Gleicher Verdienst für Frauen und Männer in Luxemburg
Auf EU-Ebene liegen bisher Daten bis zum Jahr 2021 vor. Dabei zeigen sich große Unterschiede zwischen den Ländern der Europäischen Union. In Luxemburg verdienten Frauen und Männer im Jahr 2021 gleich viel. In Rumänien und Slowenien, wo Frauen jeweils rund vier Prozent weniger verdienten als Männer, waren die Unterschiede im Bruttostundenverdienst gering. Am höchsten war der Gender Pay Gap im Jahr 2021 in Estland (21 Prozent), Österreich (19 Prozent) und Deutschland (18 Prozent). In Ungarn, Finnland und der Slowakei war der Verdienstabstand zwischen Männern und Frauen mit jeweils 17 Prozent vergleichbar groß.

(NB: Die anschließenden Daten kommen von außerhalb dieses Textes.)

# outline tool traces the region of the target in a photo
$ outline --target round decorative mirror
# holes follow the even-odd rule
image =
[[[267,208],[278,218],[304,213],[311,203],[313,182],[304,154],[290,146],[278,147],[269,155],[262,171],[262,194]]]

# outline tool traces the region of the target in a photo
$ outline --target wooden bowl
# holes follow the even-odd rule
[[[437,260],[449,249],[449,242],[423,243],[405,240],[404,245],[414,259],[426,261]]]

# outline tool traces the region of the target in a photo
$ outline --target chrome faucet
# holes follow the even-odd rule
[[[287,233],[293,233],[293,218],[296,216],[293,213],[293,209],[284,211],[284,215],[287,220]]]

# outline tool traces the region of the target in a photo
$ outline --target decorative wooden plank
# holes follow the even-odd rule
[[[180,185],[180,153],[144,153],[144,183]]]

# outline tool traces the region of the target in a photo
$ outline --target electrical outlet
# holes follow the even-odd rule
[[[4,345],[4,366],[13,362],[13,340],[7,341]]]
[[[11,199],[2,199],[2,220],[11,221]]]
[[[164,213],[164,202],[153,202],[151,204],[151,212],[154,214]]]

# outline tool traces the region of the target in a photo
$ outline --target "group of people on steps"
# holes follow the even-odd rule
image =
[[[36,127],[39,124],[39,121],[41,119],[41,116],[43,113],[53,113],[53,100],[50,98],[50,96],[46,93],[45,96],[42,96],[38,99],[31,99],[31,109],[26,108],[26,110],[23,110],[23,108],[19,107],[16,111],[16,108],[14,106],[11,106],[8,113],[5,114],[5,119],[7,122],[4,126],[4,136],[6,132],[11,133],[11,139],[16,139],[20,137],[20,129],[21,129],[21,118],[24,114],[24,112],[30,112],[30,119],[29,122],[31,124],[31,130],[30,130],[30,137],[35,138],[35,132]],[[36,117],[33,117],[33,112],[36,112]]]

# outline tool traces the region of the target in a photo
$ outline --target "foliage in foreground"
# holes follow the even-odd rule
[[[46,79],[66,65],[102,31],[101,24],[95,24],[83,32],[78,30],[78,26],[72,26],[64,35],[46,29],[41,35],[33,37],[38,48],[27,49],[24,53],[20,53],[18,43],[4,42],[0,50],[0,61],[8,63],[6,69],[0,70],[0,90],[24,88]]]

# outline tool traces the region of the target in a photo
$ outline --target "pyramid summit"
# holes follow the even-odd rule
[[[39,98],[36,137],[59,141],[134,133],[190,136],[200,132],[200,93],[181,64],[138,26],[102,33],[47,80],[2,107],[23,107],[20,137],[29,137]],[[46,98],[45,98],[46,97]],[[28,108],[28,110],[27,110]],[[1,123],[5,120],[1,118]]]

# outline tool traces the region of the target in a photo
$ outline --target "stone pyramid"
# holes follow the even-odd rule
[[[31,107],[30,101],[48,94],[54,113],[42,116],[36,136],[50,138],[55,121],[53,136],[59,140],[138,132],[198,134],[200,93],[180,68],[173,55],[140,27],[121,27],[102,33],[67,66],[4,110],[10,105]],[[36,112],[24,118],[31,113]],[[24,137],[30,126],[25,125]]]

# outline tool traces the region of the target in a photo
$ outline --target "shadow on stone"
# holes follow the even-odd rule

Seit Jahren nahezu konstanter Gender Pay Gap
In der EU gibt es zahlreiche Initiativen, um den Verdienstabstand zu verringern. Seit 2010 hat sich der Verdienstunterschied zwischen Frauen und Männern im EU-Durchschnitt jedoch nur geringfügig um knapp drei Prozentpunkte verringert. In Deutschland hat sich die Bundesregierung das Ziel gesetzt, den Gender Pay Gap bis 2030 auf zehn Prozent zu reduzieren.